Risk factors and predictive models of giant cell arteritis in polymyalgia rheumatica.

作者信息

Rodriguez-Valverde V, Sarabia J M, González-Gay M A, Figueroa M, Armona J, Blanco R, Fernández-Sueiro J L, Martínez-Taboada V M

机构信息

Rheumatology Division, Hospital Universitario M. Valdecilla, Santander, Spain.

出版信息

Am J Med. 1997 Apr;102(4):331-6. doi: 10.1016/s0002-9343(97)00117-4.

Abstract

OBJECTIVE

To identify in polymyalgia rheumatica the best set of predictors for a positive temporal artery biopsy and to define predictive models with either a high or low probability of giant cell arteritis (GCA).

PATIENTS AND METHODS

Retrospective study of 227 patients, 137 with polymyalgia rheumatica unassociated with arteritis (group A) and 90 with polymyalgia associated with biopsy-proven giant cell arteritis (group B or training set). Data on demographic features, clinical and laboratory abnormalities were collected. Risk factors for arteritis were estimated by nonlinear logistic regressions. Simple predictive models were constructed with those predictors more related to arteritis by multivariable analysis. These models were then tested in group B and in 89 cases of arteritis without polymyalgia rheumatica (group C or test set).

RESULTS

The best predictors of arteritis were a new headache odds ratio (OR) 13.6 (95% confidence interval [CI] 4.7 to 39.3); age at onset < 70 years OR 0.11 (CI 0.04 to 0.35); abnormal temporal arteries OR 4.2 (CI 1.3 to 13.7); raised liver enzymes OR 2.9 (CI 1.1 to 7.8), and jaw claudication OR 4.8 (CI 1.0 to 22.7).

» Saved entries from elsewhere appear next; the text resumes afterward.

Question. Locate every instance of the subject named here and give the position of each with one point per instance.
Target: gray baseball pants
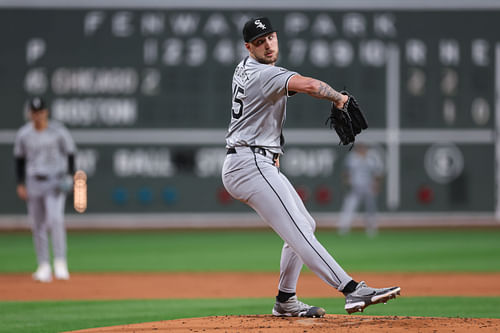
(254, 179)
(46, 212)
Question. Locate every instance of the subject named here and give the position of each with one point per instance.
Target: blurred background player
(44, 154)
(363, 175)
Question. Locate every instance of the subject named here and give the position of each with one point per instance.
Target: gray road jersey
(260, 93)
(46, 151)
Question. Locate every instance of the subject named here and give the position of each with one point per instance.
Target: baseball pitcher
(251, 173)
(44, 155)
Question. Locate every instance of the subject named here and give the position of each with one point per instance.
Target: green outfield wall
(146, 94)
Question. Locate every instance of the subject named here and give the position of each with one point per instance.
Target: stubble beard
(268, 61)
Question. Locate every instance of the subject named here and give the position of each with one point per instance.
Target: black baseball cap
(255, 28)
(37, 104)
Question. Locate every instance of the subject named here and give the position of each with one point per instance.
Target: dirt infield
(226, 285)
(328, 324)
(107, 286)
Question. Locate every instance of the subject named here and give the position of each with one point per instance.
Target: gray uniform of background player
(363, 172)
(259, 106)
(46, 162)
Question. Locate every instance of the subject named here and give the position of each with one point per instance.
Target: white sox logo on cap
(259, 24)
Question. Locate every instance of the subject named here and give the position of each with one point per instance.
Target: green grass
(63, 316)
(259, 250)
(245, 250)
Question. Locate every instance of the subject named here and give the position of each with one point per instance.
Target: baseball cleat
(43, 273)
(295, 308)
(363, 296)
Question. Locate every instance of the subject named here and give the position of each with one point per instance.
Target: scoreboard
(146, 94)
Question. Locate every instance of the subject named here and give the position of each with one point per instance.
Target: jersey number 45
(237, 109)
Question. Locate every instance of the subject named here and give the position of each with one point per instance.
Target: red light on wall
(425, 194)
(323, 195)
(223, 196)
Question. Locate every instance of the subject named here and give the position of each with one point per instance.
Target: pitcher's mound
(330, 323)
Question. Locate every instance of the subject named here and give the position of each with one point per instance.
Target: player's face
(265, 49)
(39, 117)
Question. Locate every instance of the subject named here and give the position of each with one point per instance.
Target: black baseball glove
(348, 121)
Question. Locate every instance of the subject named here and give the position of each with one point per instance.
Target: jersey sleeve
(274, 81)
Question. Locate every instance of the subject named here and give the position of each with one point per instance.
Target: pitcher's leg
(274, 202)
(347, 213)
(291, 264)
(371, 213)
(55, 216)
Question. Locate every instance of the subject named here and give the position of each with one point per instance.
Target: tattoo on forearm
(327, 92)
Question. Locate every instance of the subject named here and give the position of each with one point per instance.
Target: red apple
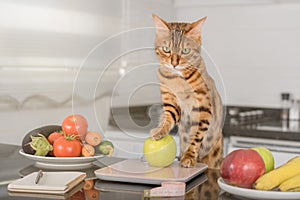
(242, 167)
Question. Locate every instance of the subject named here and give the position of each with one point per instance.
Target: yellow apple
(160, 153)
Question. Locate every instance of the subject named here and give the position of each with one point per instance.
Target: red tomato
(79, 195)
(54, 136)
(66, 147)
(75, 125)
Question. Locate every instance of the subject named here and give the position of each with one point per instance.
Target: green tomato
(160, 153)
(267, 156)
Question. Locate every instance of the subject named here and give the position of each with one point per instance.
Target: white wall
(43, 44)
(256, 47)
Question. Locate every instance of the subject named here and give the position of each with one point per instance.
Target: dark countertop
(14, 166)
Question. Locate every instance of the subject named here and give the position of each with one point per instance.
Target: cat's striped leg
(198, 131)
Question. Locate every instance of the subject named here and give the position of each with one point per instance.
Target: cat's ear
(161, 25)
(196, 29)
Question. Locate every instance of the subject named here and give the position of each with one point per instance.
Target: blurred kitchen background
(95, 57)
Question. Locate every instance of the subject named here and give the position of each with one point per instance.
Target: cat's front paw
(187, 161)
(157, 133)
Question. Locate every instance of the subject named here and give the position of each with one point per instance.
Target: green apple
(267, 156)
(160, 153)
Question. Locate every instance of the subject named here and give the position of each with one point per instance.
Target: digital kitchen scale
(139, 171)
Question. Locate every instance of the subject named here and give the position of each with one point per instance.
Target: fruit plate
(61, 163)
(257, 194)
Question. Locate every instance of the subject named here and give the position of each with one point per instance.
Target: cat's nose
(175, 60)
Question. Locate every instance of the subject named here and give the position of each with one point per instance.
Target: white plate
(61, 162)
(257, 194)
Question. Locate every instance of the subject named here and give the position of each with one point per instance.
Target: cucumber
(44, 130)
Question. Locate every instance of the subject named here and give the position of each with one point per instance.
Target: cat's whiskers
(173, 69)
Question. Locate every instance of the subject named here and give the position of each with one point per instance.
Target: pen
(39, 176)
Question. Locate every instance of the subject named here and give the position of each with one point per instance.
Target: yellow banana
(291, 185)
(277, 176)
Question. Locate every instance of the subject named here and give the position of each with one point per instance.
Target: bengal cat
(189, 96)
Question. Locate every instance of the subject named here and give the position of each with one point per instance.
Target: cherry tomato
(75, 125)
(67, 146)
(54, 136)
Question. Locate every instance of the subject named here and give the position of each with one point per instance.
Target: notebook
(51, 182)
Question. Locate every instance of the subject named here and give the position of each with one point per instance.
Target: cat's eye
(186, 51)
(166, 49)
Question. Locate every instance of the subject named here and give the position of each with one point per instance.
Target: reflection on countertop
(14, 166)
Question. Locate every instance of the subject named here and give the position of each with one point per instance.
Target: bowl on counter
(50, 162)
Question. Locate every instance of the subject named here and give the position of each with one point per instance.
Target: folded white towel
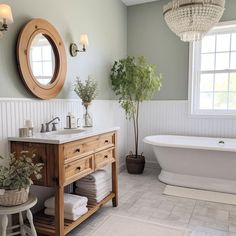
(68, 216)
(93, 197)
(71, 202)
(99, 175)
(92, 191)
(94, 188)
(87, 181)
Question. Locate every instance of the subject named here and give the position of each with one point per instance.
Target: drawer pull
(77, 150)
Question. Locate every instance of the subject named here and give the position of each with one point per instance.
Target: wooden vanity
(64, 163)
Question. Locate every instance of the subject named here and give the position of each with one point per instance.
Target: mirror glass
(42, 60)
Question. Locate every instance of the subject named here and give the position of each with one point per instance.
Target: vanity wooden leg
(30, 218)
(4, 225)
(59, 210)
(22, 226)
(114, 184)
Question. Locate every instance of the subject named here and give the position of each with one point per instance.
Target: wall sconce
(74, 48)
(5, 17)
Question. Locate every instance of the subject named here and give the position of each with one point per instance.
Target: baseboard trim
(122, 167)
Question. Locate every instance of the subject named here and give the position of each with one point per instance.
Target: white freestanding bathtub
(196, 162)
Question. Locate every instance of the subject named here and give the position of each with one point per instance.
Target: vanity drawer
(103, 158)
(78, 169)
(79, 149)
(106, 141)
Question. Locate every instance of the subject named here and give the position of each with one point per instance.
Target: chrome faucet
(54, 128)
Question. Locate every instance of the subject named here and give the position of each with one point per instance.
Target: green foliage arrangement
(87, 91)
(133, 81)
(16, 175)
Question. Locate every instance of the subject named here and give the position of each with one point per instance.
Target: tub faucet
(54, 128)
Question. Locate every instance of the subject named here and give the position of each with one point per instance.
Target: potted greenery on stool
(15, 178)
(133, 81)
(87, 91)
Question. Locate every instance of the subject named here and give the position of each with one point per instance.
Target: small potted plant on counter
(133, 81)
(87, 91)
(15, 178)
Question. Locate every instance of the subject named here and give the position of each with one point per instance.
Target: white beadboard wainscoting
(172, 117)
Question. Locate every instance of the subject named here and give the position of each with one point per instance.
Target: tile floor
(141, 197)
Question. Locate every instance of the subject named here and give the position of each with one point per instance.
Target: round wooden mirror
(41, 59)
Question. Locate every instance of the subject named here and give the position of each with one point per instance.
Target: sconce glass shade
(84, 39)
(6, 14)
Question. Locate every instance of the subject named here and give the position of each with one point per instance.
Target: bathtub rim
(223, 148)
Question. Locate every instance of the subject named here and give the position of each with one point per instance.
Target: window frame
(194, 77)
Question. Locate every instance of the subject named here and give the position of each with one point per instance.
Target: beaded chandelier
(192, 19)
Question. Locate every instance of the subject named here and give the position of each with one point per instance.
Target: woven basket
(14, 197)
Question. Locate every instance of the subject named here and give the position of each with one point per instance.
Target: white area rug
(116, 225)
(201, 194)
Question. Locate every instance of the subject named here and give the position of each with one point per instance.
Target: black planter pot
(135, 165)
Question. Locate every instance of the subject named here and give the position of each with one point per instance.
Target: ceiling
(135, 2)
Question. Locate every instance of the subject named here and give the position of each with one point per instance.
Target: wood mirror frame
(26, 36)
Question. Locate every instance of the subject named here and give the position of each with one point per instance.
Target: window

Amaurosis was only observed in patients with arteritis. Three subsets had a very high risk of arteritis: (1) Patients with recent headache, abnormal arteries, and > or = 70 years at disease onset: sensitivity 44%, positive predictive value (PPV) 93%, likelihood ratio (LR) 20.3; (2) patients with a new headache, jaw claudication, and abnormal arteries: sensitivity 34.4%, PPV 96.9%, LR 47.2; and (3) those, that in addition to the last 3 features, were > or = 70 years of age at disease onset: sensitivity 26.7%, PPV 100%. We could also identify a subset with a very low risk of arteritis constituted by patients < 70 years, without headache, and with clinically normal temporal arteries: sensitivity 1.1%, PPV 1.7%, LR 0.03. In group C or the test set, these four predictive models correctly identified 57.3%, 29.2%, 23.6, and 3.4% of patients, respectively.

CONCLUSIONS

In polymyalgia rheumatica it is feasible to identify subsets with a very high likelihood of GCA. Although in some of these subsets the diagnosis of arteritis is almost certain, we suggest that even then it should be confirmed by temporal artery biopsy. By contrast, in those patients with polymyalgia < 70 years and without cranial features of giant cell arteritis, the risk of vasculitis is so low that the biopsy could be initially avoided and the patient treated with low-dose corticosteroids.

摘要

目的

在风湿性多肌痛中确定颞动脉活检阳性的最佳预测指标集,并定义巨细胞动脉炎(GCA)高概率或低概率的预测模型。

患者与方法

对227例患者进行回顾性研究,其中137例为不伴有动脉炎的风湿性多肌痛患者(A组),90例为经活检证实伴有巨细胞动脉炎的风湿性多肌痛患者(B组或训练集)。收集了人口统计学特征、临床和实验室异常的数据。通过非线性逻辑回归估计动脉炎的危险因素。通过多变量分析,用那些与动脉炎相关性更强的预测指标构建简单的预测模型。然后在B组和89例无风湿性多肌痛的动脉炎病例(C组或测试集)中对这些模型进行测试。

结果

动脉炎的最佳预测指标为新发头痛比值比(OR)13.6(95%置信区间[CI]4.7至39.3);发病年龄<70岁,OR 0.11(CI 0.04至0.35);颞动脉异常,OR 4.2(CI 1.3至13.7);肝酶升高,OR 2.9(CI 1.1至7.8),以及颌部间歇性运动障碍,OR 4.8(CI 1.0至22.7)。黑矇仅在动脉炎患者中观察到。有三个亚组动脉炎风险非常高:(1)近期头痛、动脉异常且发病年龄≥70岁的患者:敏感性44%,阳性预测值(PPV)93%,似然比(LR)20.3;(2)新发头痛、颌部间歇性运动障碍且动脉异常的患者:敏感性34.4%,PPV 96.9%,LR 47.2;(3)除上述最后三个特征外,发病年龄≥70岁的患者:敏感性26.7%,PPV 100%。我们还能确定一个动脉炎风险非常低的亚组,由年龄<70岁、无头痛且颞动脉临床正常的患者组成:敏感性1.1%,PPV 1.7%,LR 0.03。在C组或测试集中,这四个预测模型分别正确识别出57.3%、29.2%、23.6%和3.4%的患者。

结论

在风湿性多肌痛中识别GCA可能性非常高的亚组是可行的。尽管在其中一些亚组中动脉炎的诊断几乎可以确定,但我们建议即便如此仍应通过颞动脉活检来证实。相比之下,对于年龄<70岁且无巨细胞动脉炎颅部特征的风湿性多肌痛患者,血管炎风险非常低,以至于最初可以避免活检,患者可接受小剂量皮质类固醇治疗。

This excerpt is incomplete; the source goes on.